Deswegen werden wir den Kampf um dieses wichtige Programm nicht aufgeben und auch weiterhin selbst tätig sein; denn die energetische Gebäudesanierung ist einer der wichtigsten Punkte, der momentan noch lange nicht so erfolgreich läuft, wie es der Fall sein müsste.

Wir haben als Landesregierung, als Mehrheit im Hessischen Landtag mit dem Haushaltsbeschluss 2015 – und haben das auch 2016 vor – den Etat für die hessische Energiesparaktion um 20 % auf jährlich 1,3 Millionen € erhöht.

(Norbert Schmitt (SPD): 1,3 Millionen €! Das ist ja sensationell!)

Das ist nicht unbedingt sensationell, Herr Kollege Schmitt. Aber diese hessische Energiesparaktion ist eine der erfolgreichsten Energiesparaktionen der Bundesländer. Mit diesen Mitteln wird nicht gefördert, sondern es werden

die Bürgerinnen und Bürger beraten, was man machen kann und woher man Fördermittel bekommt.

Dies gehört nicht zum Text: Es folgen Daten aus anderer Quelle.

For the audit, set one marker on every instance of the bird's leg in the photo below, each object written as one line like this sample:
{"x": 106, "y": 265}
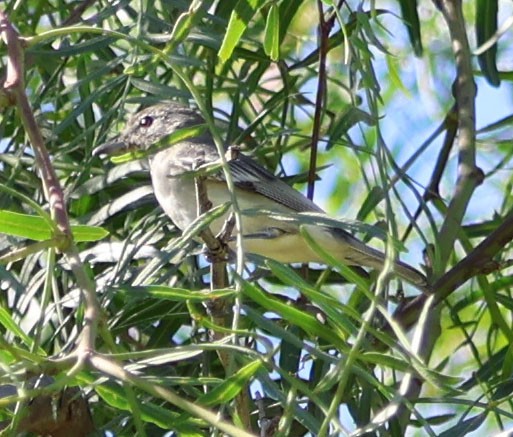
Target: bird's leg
{"x": 217, "y": 249}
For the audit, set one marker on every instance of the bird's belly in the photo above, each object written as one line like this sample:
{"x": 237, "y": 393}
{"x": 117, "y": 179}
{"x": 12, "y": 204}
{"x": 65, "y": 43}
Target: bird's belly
{"x": 263, "y": 235}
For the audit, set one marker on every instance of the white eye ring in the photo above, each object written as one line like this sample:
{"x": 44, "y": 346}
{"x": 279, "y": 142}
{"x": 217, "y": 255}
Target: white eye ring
{"x": 146, "y": 121}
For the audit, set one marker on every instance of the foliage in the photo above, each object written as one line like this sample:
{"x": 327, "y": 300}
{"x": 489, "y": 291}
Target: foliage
{"x": 119, "y": 304}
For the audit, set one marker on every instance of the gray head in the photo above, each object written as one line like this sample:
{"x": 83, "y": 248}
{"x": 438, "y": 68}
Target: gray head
{"x": 149, "y": 126}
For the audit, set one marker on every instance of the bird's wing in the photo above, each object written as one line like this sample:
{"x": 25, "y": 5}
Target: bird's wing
{"x": 250, "y": 176}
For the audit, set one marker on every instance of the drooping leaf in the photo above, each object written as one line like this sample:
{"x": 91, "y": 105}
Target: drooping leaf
{"x": 486, "y": 27}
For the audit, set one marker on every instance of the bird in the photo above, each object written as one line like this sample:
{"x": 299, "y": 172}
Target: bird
{"x": 256, "y": 189}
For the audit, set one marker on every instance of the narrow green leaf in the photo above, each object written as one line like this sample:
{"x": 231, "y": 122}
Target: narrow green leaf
{"x": 306, "y": 322}
{"x": 239, "y": 20}
{"x": 167, "y": 141}
{"x": 88, "y": 233}
{"x": 25, "y": 226}
{"x": 231, "y": 387}
{"x": 173, "y": 293}
{"x": 36, "y": 228}
{"x": 272, "y": 33}
{"x": 486, "y": 27}
{"x": 410, "y": 16}
{"x": 11, "y": 326}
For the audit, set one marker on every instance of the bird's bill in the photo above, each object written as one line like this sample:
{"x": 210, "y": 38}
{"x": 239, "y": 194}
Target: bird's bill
{"x": 111, "y": 149}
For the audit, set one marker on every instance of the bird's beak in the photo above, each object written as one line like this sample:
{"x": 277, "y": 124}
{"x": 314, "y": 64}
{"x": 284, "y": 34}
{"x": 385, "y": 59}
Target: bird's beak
{"x": 112, "y": 148}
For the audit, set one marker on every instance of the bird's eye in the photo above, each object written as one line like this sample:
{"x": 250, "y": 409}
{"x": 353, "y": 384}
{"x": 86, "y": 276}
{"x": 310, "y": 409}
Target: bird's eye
{"x": 146, "y": 121}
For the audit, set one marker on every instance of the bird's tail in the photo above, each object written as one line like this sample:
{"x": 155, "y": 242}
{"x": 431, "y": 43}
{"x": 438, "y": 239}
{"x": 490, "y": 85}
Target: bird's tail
{"x": 352, "y": 251}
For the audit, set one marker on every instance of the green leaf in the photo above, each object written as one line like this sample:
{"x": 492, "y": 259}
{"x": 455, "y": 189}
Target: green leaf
{"x": 272, "y": 33}
{"x": 174, "y": 138}
{"x": 37, "y": 228}
{"x": 411, "y": 18}
{"x": 486, "y": 27}
{"x": 10, "y": 325}
{"x": 231, "y": 387}
{"x": 239, "y": 21}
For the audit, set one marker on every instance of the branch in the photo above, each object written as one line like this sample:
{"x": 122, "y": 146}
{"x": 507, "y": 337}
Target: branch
{"x": 469, "y": 176}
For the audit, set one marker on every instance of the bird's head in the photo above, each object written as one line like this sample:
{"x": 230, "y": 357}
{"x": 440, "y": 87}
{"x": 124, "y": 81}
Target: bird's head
{"x": 151, "y": 126}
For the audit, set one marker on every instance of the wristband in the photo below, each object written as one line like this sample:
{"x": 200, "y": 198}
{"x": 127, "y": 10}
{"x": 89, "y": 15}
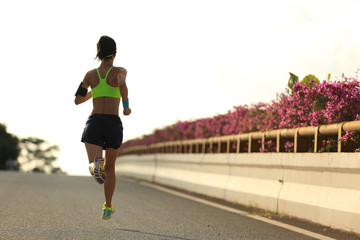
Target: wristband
{"x": 126, "y": 103}
{"x": 81, "y": 91}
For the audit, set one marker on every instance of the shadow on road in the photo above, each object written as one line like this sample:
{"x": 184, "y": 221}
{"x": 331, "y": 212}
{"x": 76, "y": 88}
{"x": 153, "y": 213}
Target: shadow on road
{"x": 153, "y": 234}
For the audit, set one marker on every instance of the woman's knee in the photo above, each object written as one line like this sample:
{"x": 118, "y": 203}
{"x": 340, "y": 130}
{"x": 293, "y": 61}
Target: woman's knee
{"x": 109, "y": 167}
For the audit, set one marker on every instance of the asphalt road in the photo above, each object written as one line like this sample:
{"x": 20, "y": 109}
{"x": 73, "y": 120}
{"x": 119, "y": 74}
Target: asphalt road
{"x": 38, "y": 206}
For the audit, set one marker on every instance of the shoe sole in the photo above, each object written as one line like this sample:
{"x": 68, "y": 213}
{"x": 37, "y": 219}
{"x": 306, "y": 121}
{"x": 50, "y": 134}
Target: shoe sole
{"x": 99, "y": 172}
{"x": 112, "y": 212}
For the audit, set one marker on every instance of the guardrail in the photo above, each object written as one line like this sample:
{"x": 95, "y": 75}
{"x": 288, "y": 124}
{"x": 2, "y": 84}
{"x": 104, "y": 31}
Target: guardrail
{"x": 305, "y": 139}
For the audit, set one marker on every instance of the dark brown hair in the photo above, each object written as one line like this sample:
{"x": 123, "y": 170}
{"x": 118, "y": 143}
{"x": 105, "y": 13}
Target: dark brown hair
{"x": 106, "y": 48}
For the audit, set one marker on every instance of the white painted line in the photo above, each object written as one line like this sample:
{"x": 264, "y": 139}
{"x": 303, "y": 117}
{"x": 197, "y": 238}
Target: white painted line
{"x": 237, "y": 211}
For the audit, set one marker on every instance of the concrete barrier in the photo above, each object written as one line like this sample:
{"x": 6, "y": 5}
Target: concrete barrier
{"x": 323, "y": 188}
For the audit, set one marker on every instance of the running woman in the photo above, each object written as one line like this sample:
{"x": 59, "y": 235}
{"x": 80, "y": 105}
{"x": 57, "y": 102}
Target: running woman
{"x": 103, "y": 130}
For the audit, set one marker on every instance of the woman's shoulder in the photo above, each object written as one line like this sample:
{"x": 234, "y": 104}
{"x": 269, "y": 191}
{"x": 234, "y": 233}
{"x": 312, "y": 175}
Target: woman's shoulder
{"x": 121, "y": 70}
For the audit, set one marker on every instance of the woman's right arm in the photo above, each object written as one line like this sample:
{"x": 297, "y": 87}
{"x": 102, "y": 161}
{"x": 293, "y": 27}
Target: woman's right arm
{"x": 85, "y": 84}
{"x": 123, "y": 89}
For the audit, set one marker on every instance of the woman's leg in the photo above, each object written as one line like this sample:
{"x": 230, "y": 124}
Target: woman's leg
{"x": 93, "y": 151}
{"x": 109, "y": 185}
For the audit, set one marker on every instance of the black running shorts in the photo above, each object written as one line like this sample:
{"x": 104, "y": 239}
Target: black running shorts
{"x": 104, "y": 130}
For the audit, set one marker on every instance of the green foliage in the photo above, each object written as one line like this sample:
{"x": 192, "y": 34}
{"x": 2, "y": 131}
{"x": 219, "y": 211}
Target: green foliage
{"x": 9, "y": 148}
{"x": 39, "y": 153}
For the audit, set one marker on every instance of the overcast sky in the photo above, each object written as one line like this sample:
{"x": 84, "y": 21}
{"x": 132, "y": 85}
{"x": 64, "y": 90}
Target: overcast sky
{"x": 185, "y": 59}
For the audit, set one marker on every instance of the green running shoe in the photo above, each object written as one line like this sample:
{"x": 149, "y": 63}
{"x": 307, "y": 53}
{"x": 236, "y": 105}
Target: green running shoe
{"x": 107, "y": 211}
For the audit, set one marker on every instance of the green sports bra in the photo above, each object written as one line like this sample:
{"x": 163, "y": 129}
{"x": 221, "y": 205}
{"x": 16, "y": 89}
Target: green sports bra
{"x": 105, "y": 90}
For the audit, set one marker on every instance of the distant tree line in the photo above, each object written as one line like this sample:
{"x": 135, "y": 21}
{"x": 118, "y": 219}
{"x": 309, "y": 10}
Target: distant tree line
{"x": 30, "y": 154}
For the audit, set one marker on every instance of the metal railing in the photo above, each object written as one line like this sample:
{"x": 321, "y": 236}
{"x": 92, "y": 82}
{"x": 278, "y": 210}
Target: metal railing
{"x": 304, "y": 139}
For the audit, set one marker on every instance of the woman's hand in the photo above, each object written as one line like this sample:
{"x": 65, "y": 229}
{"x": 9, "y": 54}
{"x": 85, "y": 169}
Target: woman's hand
{"x": 127, "y": 111}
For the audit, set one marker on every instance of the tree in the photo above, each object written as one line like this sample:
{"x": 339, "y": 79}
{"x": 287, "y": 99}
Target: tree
{"x": 9, "y": 149}
{"x": 38, "y": 155}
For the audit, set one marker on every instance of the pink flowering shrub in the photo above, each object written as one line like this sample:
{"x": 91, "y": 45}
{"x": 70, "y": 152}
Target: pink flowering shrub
{"x": 306, "y": 104}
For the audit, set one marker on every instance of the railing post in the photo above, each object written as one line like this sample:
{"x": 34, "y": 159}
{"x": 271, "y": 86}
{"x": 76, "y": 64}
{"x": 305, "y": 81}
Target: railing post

(Beifall bei dem BÜNDNIS 90/DIE GRÜNEN und des Abg. Holger Bellino (CDU) – Zuruf des Abg. Norbert Schmitt (SPD))

Ich verstehe nicht, was es da dazwischenzurufen gibt – vor allem, wenn die SPD-Fraktion bisher nicht in der Lage war, in dieser Aktuellen Stunde überhaupt das Wort zu ergreifen.

(Beifall bei dem BÜNDNIS 90/DIE GRÜNEN – Thorsten Schäfer-Gümbel (SPD): Nun warten Sie doch erst einmal ab!)